Die Glasmalerin - Walz, E: Glasmalerin
Carlotta. Ihre Stimme klang dumpf in dieser Kerkerzelle, die jeden Laut schluckte. Wie viele Worte waren wohl von diesen Mauern ungehört verschluckt worden?
»Wie geht es dir?«, fragte Antonia.
»Meine Sorge gilt nicht mehr mir, sondern nur noch Inés. Sie braucht ein Zuhause, braucht liebende Menschen. Kümmert ihr euch um sie?«
»Aber ja, es geht ihr gut. Sie hat sogar einmal gelächelt.«
Carlotta staunte. »Gelächelt? Das macht sie nie. Wie kam das?«
Antonia warf dem Visitator einen anerkennenden Blick zu. »Später, Carlotta. Jetzt sag mir, wie man dich behandelt.«
»Unterschiedlich. Die einen behandeln mich wie eine Hexe, die anderen wie eine gemeine Mörderin, und wieder andere wie eine Frau, die man leicht haben kann.« Sie warf einen Seitenblick auf den Visitator. »Er ist eine Ausnahme, er behandelt mich ›nur‹ wie eine Verdächtige.«
»Ihr seid verdächtig, Carlotta da Rimini«, wandte er ein.

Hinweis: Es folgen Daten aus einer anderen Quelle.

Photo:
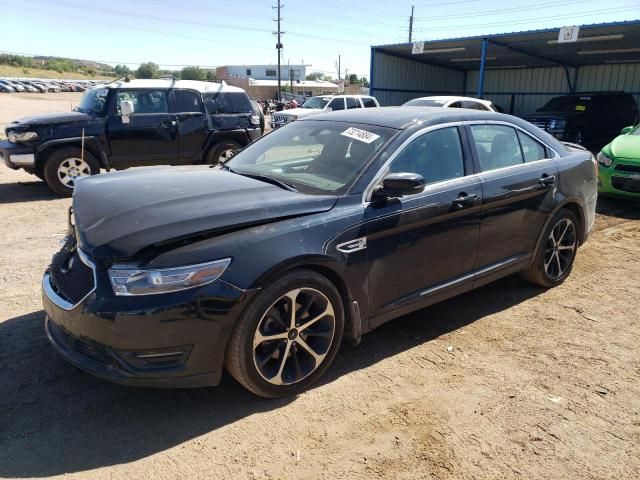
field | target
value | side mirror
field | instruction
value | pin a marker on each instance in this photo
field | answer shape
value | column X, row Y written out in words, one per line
column 399, row 184
column 126, row 109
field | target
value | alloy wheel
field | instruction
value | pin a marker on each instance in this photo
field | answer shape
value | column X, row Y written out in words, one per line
column 71, row 169
column 226, row 155
column 560, row 249
column 294, row 336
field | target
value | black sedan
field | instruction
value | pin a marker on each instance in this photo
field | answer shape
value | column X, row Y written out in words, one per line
column 315, row 234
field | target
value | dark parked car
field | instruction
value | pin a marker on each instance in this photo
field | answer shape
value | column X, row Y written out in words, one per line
column 164, row 122
column 588, row 119
column 319, row 232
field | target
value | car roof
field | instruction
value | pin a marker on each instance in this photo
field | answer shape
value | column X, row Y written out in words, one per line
column 162, row 83
column 448, row 98
column 402, row 117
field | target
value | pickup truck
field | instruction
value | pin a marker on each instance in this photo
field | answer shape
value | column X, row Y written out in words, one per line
column 133, row 123
column 323, row 103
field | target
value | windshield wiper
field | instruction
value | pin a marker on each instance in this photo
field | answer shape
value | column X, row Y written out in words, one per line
column 264, row 178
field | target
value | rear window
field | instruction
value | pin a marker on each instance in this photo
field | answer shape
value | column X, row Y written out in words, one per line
column 227, row 102
column 369, row 102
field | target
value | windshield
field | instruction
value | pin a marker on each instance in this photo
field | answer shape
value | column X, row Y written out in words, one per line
column 316, row 157
column 424, row 102
column 316, row 102
column 93, row 101
column 567, row 104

»Bin ich das? Bloß weil ich bei Bertani war?«
Der Visitator sah sie mit Genugtuung an, und sie merkte, dass sie soeben ein erstes Geständnis abgelegt hatte.
»Ihr werdet mir nicht glauben«, prophezeite sie.
»Ihr habt nichts zu verlieren«, entgegnete er. »Ich habe Euch Antonia geholt, wie Ihr es wünschtet. Nun seid Ihr an der Reihe.«
Carlotta atmete tief durch und lehnte sich gegen die Mauer. Von dieser Stelle aus konnte man durch das unter der Decke gelegene Gitterfenster die Spitze des Doms sehen, die an diesem Morgen von gleißender Sonne eingehüllt wurde.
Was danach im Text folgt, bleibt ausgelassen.